Let's list the days when the time zone changed:
var prev = undefined;
for (var i = 1; i < 45000; ++i) {
var d = new Date(0, 0, i, 12, 0, 0, 0);
var offset = d.getTimezoneOffset();
if (offset != prev) {
prev = offset;
console.log(d.toString().substr(0, 15), Math.abs(offset));
}
}
Here's the result:
Steady pattern of two changes per year between 1916 and the Second World War, then between the oil crisis of 1970 and today. Maybe not the easiest thing to follow, especially around the change from GMT+0/GMT+1 to GMT+1/GMT+2 1 during the Second World War, but straightforward anyway. Things get very different at the very beginning of the century. Before 1911, instead of a usual shift expressed in multiples of sixty minutes (thirty in some countries), we have here a time zone with a nine minutes difference. 2
To see it in action, let's compare two dates:
$ var t1 = new Date(1911, 2, 11, 0, 0, 0);
$ t1.toUTCString();
"Sat, 11 Mar 1911 00:00:00 GMT"
$ var t2 = new Date(1911, 2, 11, 0, 0, -1);
$ t2.toUTCString();
"Fri, 10 Mar 1911 23:50:38 GMT"
What about the milliseconds BUE?
$ t1.getTime();
-1855958400000
$ t2.getTime();
-1855958962000
$ (t1.getTime() - t2.getTime()) / 1000;
562
Yes, that's a 562 seconds difference in one second. Δ𝑡=9:21. A French page of Wikipedia on this subject explains what happened. On the 9th of March 1911, it was decided in France to move to the official GMT system, which had a difference of 9 minutes and 20.921 seconds. And so they did, and now there is a bug in my app.
The bug itself
The application was doing two things: converting the string representation of the time to the Date
object, and then creating a string representation of it. By mistake, the string representation was using UTC, while the date itself, when created with the constructor of the Date
class, uses the local time zone. The original date such as new Date(0, 0, 0, 14, 30, 45, 0)
would become Sun Dec 31 1899 14:30:45 GMT+0009
, and when this date object was then converted to UTC, the time part would become 14:21:24
. Very conveniently, the hour remains the same, but the minutes and seconds are different from the original time.
Funny thing: the original developers have possibly tested their code, and noticed no errors at all. The project was originally developed in the United Kingdom, and with GMT, this weird piece of code works perfectly well. The new Date(0, 0, 0, 14, 30, 45, 0)
results in 1899-12-31T14:30:45.000Z
, and once converted to UTC, gives 14:30:45
—the same time as the original input.
Ideally, one would test code using different time zones. Just like internationalized applications are tested using different cultures—well, at least in the rare cases where they are actually tested.
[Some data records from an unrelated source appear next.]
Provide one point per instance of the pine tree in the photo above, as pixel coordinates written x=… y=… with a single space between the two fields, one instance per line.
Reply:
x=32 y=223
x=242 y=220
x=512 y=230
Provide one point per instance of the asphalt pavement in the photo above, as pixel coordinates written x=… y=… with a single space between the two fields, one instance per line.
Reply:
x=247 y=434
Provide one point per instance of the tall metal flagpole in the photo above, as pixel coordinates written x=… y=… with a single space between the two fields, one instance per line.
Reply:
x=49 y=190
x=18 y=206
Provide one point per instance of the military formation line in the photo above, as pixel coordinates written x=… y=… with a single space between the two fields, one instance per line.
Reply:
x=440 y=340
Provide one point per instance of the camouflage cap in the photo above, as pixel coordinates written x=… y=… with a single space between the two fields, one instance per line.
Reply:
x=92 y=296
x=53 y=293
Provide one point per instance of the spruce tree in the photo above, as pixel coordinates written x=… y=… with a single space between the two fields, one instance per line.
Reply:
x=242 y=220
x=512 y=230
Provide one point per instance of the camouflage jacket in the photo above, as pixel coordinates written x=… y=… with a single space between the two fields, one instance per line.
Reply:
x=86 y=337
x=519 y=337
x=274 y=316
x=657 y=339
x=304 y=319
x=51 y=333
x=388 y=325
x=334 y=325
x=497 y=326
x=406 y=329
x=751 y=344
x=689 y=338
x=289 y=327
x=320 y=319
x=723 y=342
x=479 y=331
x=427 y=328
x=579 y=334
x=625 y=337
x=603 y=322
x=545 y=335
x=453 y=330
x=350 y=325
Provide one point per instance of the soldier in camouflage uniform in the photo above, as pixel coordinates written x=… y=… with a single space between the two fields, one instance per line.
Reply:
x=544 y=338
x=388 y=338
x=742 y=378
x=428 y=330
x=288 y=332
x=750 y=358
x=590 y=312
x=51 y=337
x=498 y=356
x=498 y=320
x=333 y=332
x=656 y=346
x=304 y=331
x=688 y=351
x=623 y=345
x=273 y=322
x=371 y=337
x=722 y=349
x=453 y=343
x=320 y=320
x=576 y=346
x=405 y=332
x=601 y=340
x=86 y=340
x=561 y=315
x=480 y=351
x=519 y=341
Node.js allows to change the time zone by setting the value of process.env.TZ
. In the current case, the exact statement would be: process.env.TZ = 'Europe/Paris'
.
On the other hand, you can't set the time zone in the browser. With a mature test infrastructure, it should be possible to set the local time zone of a given agent running the tests. Most projects, however, don't have the infrastructure as mature.
Another issue is to know what to test. I learned about the events of 1911 because I live in France and because I noticed the bug on my machine. I have no idea what fancy rules were applied a century ago in Indonesia, Armenia, or Paraguay. Neither do I expect developers from the UK or any other country to know what happened in France on the 9th of March.
The fact is, dates are complex. And JavaScript, by not sanitizing the inputs correctly, is not very helpful. Using mature libraries, such as Moment.js, which hide quite well the idiosyncrasies of JavaScript while allowing to set the time zone globally, is an option. With or without such libraries, one should always keep in mind that anything related to dates is as tricky as Unicode.